2.1. General structure of SGML

A good doc writer always makes sure he puts a license in the SGML file. So here is what our new SGML file looks like:

<!--
Copyright (c)  2001  your name, NewbieDoc project;
http://sourceforge.net/projects/newbiedoc
Permission is granted to copy, distribute and/or modify this
document under the terms of the GNU Free Documentation License,
Version 1.1 or any later version published by the Free Software
Foundation; with no Invariant Sections, with no Front-Cover
Texts, and with no Back-Cover Texts. A copy of the license can
be found at http://www.fsf.org/copyleft/fdl.html.
-->

<!DOCTYPE article PUBLIC "-//OASIS//DTD DocBook V3.1//EN">

<article id="hello-world">
   <sect1 id="introduction"><title>Hello world introduction</title>

      <para>
      Hello world!
      </para>

   </sect1>
</article>

Notice how we commented out the license using the <!-- and the -->. This is important; if you forget this you will get all kinds of errors when you run the file through the SGML parser. This information will not be viewable once you build it. The reason it is not viewable is the parser thinks it's just a comment (and it is!) so it just drops it out of the final parsed document. This is nice because we can add comments in our files to remind ourselves to do things later on. This presents us with a problem. There is no viewable license in our final document. That is fine. We will get to that later.

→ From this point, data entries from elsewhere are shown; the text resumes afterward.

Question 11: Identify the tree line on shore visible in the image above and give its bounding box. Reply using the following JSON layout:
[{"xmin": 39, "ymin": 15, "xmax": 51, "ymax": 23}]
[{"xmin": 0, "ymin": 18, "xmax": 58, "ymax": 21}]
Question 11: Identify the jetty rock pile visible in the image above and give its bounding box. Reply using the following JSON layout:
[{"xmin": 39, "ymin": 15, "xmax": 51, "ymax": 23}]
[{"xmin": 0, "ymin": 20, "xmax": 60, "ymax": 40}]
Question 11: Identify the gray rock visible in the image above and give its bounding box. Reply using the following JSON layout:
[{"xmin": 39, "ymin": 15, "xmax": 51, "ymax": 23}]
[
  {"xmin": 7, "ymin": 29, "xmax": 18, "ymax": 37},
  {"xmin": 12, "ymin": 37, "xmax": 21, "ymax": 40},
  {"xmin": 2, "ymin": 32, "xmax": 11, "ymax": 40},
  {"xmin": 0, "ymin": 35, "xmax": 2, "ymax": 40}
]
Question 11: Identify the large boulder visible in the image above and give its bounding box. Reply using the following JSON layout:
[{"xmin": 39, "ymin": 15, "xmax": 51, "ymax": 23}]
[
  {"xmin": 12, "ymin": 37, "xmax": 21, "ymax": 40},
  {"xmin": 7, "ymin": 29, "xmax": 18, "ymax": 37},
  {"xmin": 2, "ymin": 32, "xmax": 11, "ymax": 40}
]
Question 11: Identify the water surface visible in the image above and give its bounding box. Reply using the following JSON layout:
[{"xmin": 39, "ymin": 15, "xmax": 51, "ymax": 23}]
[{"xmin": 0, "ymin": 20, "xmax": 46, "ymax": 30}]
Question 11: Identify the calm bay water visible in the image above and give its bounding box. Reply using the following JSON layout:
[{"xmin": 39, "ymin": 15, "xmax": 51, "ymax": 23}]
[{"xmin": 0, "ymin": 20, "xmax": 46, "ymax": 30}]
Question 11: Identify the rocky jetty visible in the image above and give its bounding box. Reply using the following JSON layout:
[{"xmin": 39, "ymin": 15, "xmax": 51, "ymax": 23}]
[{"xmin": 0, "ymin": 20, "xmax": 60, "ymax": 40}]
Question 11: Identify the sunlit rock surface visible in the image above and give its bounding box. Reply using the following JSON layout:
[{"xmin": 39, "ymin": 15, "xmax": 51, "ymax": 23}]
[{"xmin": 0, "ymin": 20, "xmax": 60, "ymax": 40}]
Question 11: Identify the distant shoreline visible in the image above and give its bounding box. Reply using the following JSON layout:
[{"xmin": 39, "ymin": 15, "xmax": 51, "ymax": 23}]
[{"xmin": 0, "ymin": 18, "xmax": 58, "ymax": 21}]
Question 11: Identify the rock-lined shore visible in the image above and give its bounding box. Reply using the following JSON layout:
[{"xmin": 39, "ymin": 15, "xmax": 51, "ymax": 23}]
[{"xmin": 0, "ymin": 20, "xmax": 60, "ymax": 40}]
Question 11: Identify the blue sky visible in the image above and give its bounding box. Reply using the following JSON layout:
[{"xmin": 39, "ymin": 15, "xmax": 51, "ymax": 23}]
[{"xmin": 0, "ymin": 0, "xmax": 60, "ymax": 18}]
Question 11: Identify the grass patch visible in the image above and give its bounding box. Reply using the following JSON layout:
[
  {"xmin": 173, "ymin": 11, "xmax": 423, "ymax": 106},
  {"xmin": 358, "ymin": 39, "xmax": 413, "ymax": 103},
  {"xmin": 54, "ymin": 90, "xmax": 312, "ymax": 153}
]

Also, notice that I added an "id" attribute to the article tag. This id is what the HTML file will be named after the document is parsed. To really understand this, do this as an exercise. Either type, or cut and paste the above code into the text editor of your choice. Save the file as my1st.sgml. Go to the command line and change to the directory the my1st.sgml is in. Execute this command:

      bash$ sgmltools -b html my1st.sgml
      

Now look in that directory. You should see a new directory called my1st. If you change into that directory and look at it's contents you will see a file called hello-world.html. When you built this document the parser used the article's "id" attribute to create the name of the output file. The actual name of your SGML file is used to create the subdirectory name. This isn't that important now because we only have one html file, however, once you start adding multiple sections, you will see many more files in that subdirectory. If you fail to include an id tag for <article>, the HTML file will be arbitrarily named as something like "t1.html", which is no help at all.

Congratulations! You just built your first SGML file into another file format. Now open up your favorite html browser and look at your finished work.

Throughout the remaining sections I will show you snippets of docbook SGML code which you can insert into this same document (my1st.sgml). You should do that and experiment until you get the hang of it. Try pasting several things into it and then build it with the parser. Refresh you html browser and notice the changes. Then add a few more, build, refresh your browser. Repeat it as many times as necessary till you are comfortable. Then start adding content and create your own documents!